Philippines Disaster May Have Been Worsened By Climate Change, Deforestation. The story from mongabay.com: "As the Philippines begins to bury more than 1,000 disaster victims in mass graves, Philippine President Benigno Aquino has ordered an investigation into last weekend's flash flood and landslide, including looking at the role of illegal logging. Officials have pointed to both climate change and vast deforestation as likely exacerbating the disaster. "We have no desire to engage in finger-pointing or to assign blame at a time like this. Yet, we have an obligation to find out exactly what has happened," Aquino said, according to the Christian Science Monitor."

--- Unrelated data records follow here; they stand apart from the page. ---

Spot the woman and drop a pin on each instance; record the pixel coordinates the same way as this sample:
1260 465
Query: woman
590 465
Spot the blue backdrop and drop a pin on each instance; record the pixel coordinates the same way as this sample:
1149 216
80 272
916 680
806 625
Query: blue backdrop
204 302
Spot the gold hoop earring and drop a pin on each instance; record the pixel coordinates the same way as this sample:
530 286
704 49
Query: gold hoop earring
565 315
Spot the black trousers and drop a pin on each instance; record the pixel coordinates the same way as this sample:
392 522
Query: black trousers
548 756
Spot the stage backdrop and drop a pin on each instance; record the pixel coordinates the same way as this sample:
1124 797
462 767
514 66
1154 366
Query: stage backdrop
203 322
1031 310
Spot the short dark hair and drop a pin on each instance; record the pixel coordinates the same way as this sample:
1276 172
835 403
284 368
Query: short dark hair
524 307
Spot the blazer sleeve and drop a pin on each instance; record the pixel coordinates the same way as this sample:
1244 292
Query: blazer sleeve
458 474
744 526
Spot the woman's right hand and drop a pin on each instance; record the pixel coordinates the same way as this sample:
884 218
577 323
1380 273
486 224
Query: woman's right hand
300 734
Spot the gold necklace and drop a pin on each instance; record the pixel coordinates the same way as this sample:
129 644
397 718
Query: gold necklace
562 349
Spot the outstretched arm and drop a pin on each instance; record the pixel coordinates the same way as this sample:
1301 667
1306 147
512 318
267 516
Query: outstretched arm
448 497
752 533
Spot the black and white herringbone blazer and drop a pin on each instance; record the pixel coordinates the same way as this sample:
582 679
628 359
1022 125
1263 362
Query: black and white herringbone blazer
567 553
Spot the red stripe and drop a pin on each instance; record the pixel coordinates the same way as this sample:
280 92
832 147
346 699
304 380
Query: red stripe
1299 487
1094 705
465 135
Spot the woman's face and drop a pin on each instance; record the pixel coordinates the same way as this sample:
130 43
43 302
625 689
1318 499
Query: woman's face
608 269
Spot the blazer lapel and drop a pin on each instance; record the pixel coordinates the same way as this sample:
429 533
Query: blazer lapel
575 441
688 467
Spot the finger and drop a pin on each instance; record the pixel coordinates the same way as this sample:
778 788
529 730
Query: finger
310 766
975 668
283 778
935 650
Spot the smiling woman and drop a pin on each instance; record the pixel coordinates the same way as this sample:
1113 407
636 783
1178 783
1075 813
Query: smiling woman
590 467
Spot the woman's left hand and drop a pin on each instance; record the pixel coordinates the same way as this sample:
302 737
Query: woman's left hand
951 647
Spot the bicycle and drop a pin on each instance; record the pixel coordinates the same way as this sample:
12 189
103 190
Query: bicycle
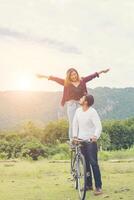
78 168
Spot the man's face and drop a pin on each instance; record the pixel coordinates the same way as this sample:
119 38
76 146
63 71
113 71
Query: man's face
82 101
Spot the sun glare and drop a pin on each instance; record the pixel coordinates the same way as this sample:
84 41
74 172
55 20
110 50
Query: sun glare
24 84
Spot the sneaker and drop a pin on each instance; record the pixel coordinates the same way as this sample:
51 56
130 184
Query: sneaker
98 191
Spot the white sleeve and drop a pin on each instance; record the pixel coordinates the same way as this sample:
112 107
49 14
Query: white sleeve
75 125
97 123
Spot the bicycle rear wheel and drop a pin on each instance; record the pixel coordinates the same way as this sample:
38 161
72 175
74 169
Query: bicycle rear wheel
82 177
73 169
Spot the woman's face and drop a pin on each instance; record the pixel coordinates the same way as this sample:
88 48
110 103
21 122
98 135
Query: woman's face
73 76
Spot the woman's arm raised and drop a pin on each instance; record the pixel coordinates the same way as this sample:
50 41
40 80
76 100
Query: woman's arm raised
96 74
52 78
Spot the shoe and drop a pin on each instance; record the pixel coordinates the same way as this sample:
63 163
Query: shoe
98 191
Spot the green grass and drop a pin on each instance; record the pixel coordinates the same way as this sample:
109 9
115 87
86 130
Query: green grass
42 180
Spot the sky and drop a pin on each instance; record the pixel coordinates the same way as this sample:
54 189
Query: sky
50 36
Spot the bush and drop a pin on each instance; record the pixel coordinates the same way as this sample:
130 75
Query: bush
55 132
34 149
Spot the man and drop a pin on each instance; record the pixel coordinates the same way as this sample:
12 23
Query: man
87 126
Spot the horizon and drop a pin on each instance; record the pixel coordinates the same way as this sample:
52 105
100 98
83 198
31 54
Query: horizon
28 91
39 40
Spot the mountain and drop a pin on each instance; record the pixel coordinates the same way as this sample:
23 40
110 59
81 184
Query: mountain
18 107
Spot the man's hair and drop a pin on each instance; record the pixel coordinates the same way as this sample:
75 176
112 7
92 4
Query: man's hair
89 99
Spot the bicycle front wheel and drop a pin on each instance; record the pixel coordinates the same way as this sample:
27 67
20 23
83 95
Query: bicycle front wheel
82 177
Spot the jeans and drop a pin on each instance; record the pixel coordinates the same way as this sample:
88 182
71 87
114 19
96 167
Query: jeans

Don Shelby: Probe Into Climate Scientists' Stolen E-Mails Gets Serious. The Op-Ed from Minnpost.com: "The investigation into the stolen emails from climate scientists in 2009 has suddenly gotten quite serious. It shuffled along under the guidance of a small UK police force for two years. Now Scotland Yard and the U.S. Department of Justice have joined the hunt for cyber criminals. In 2009 thousands of email from one of the most prestigious universities conducting global-warming science was hacked by criminals. I say criminals because stealing emails is a crime — a cybercrime. The Hadley Climate Research Unit (HadCRU) and East Anglia University server’s firewalls were breached. The target was apparently a scientist named Dr. Phillip Jones. Because he communicated by email with scientists all over the world, dozens of other scientists’ emails were stolen in the heist. Then, the hackers released most of the emails to the public."
Before And After: Tracking Climate Change Through Shifting Glaciers In The Himalayas. Here's an eye-opening story (and slideshow) from WBUR-FM, Boston's NPR radio station: "Glaciers in the Himalayas have shrunk by as much as a fifth in the last three decades, according to the Nepal-based international Centre for Integrated Mountain Development. This is thought to be the most comprehensive assessment of Himalayan ice melting to date. David Breashears says the rapidly melting glaciers in the Himalayas are a huge problem because 40 percent of the world’s population relies on rivers that are fed by the glaciers. Breashears is trying to draw attention to the melting glaciers through photography."
Autumn Precipitation Trends In The USA Since 1900. Data shows a steady increase in fall rain and snow - courtesy of NCDC, the National Climatic Data Center in Asheville, North Carolina.